In response to a reviewer query, we here calculate the value of \(\alpha\) across all the PubMed journals in our dataset, across the whole \(c.\) 15 year time period. After removing papers with at least one author of unknown gender as well as single-author papers, we were left with 3,709,136 papers in total. \(\alpha\) was 0.126, which is higher than the median for individual journals, consistent with the arguments presented in Figure 1 (i.e. that combining gender data across fields and time periods inflates \(\alpha\) via the Wahlund effect).
author_counts_for_whole_of_Pubmed <-
pubmed_sqlite %>% # Access the big SQLite database
select(gender.95) %>% # Get the column of genders (to 95% certainty, based on genderize.io database)
filter(gender.95 != "U", # Remove papers with author lists like this (cannot search strings on the database side)
gender.95 != "UU",
gender.95 != "UUU",
gender.95 != "UUUU",
gender.95 != "UUUUU",
gender.95 != "F", # no single-author papers either
gender.95 != "M") %>%
collect(n = Inf) %>% # Bring all the remaining data from the SQL database into R
filter(!str_detect(gender.95, "U")) %>% # Remove all papers with any unknown-gender authors
filter(nchar(gender.95) > 1) %>% # Remove single-author papers
mutate(nFemales = str_count(gender.95, "F"), # Count the men and women on each remaining paper
nMales = str_count(gender.95, "M")) %>%
select(-gender.95)
# Number of papers in this dataset: 3,709,136
# Number of authors on these papers: 16,100,616
print(paste("The value of alpha for the whole of Pubmed is:",
round(find.alpha(nMales = author_counts_for_whole_of_Pubmed$nMales,
nFemales = author_counts_for_whole_of_Pubmed$nFemales), 3)))

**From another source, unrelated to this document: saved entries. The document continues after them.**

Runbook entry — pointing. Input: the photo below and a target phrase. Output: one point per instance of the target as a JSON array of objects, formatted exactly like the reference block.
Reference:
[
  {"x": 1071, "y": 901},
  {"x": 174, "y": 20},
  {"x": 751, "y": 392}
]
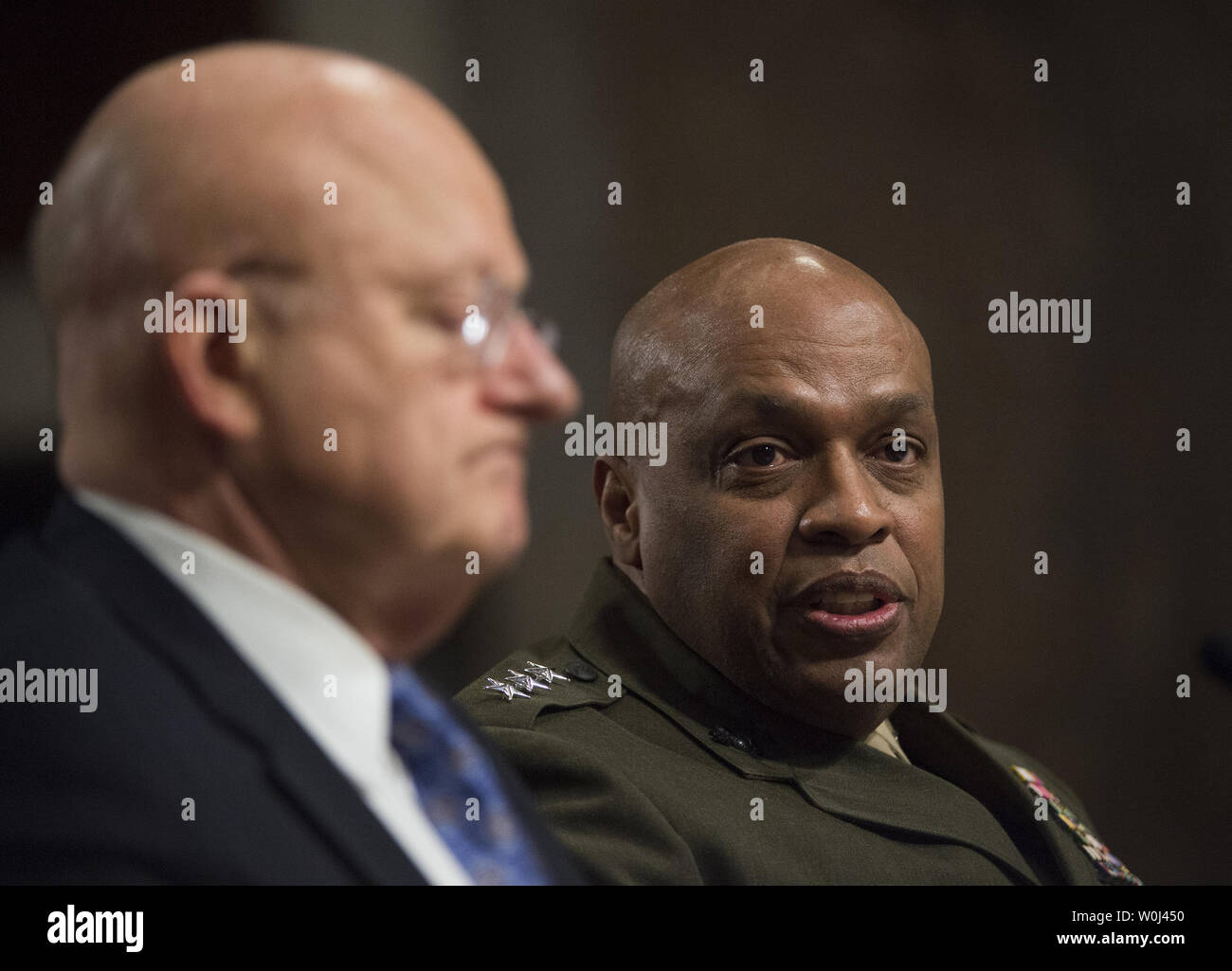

## [1] "The value of alpha for the whole of Pubmed is: 0.126"
tibble(
`Number of journal-country combinations` = nrow(country.data),
`Median number of papers per journal` = median(country.data$n.useable.papers),
`Median number of authors per journal` = median(country.data$n.authors)
) %>% as.data.frame() %>% pander(split.cell = 40, split.table = Inf)
Number of journal-country combinations | Median number of papers per journal | Median number of authors per journal |
---|---|---|
325 | 70 | 273 |
summary(lme4::lmer(alpha.adjusted ~ (1|journal) + (1|country), weights = 1/SE, data = country.data %>%
mutate(SE = (upper.95.CI2 - alpha.adjusted)/1.96) %>% filter(upper.95.CI2 > alpha.adjusted)))
## Linear mixed model fit by REML ['lmerMod']
## Formula: alpha.adjusted ~ (1 | journal) + (1 | country)
## Data:
## country.data %>% mutate(SE = (upper.95.CI2 - alpha.adjusted)/1.96) %>%
## filter(upper.95.CI2 > alpha.adjusted)
## Weights: 1/SE
##
## REML criterion at convergence: -804.7
##
## Scaled residuals:
## Min 1Q Median 3Q Max
## -2.40090 -0.51421 -0.07867 0.47754 2.37229
##
## Random effects:
## Groups Name Variance Std.Dev.
## journal (Intercept) 0.001823 0.04270
## country (Intercept) 0.001207 0.03474
## Residual 0.069918 0.26442
## Number of obs: 325, groups: journal, 285; country, 23
##
## Fixed effects:
## Estimate Std. Error t value
## (Intercept) 0.08335 0.01033 8.072
paste("% variance associated with country:", round(100 * 0.001069 / (0.001069 + 0.001787 + 0.070926), 2))
## [1] "% variance associated with country: 1.45"
paste("% variance associated with journal:", round(100 * 0.001787 / (0.001069 + 0.001787 + 0.070926), 2))
## [1] "% variance associated with journal: 2.42"
x <- nrow(country.data[country.data$p.adjusted < 0.05, ])
fig_s6 <- country.data %>%
filter(p.adjusted < 0.05) %>%
filter(discipline != "Multidisciplinary") %>%
arrange(lower.95.CI2) %>%
mutate(y = paste(country, journal, sep = " - "),
y = (factor(y, y))) %>%
ggplot(aes(alpha.adjusted, y, colour = y)) +
geom_errorbarh(aes(xmin = lower.95.CI2, xmax = upper.95.CI2), height = 0) +
geom_point() +
xlab("Coefficient of homophily (\u03B1') \u00B1 95% CIs") +
ylab("Country - journal combination") +
theme_minimal() +
theme(legend.position = "none")
ggsave(fig_s6, file = "figures/S6 Fig.pdf", width = 7, height = 9, device = cairo_pdf)
fig_s6
S6 Figure: Plot showing the 68 combinations of journal and author country of affiliation for which \(\alpha'\) is significantly higher than expected.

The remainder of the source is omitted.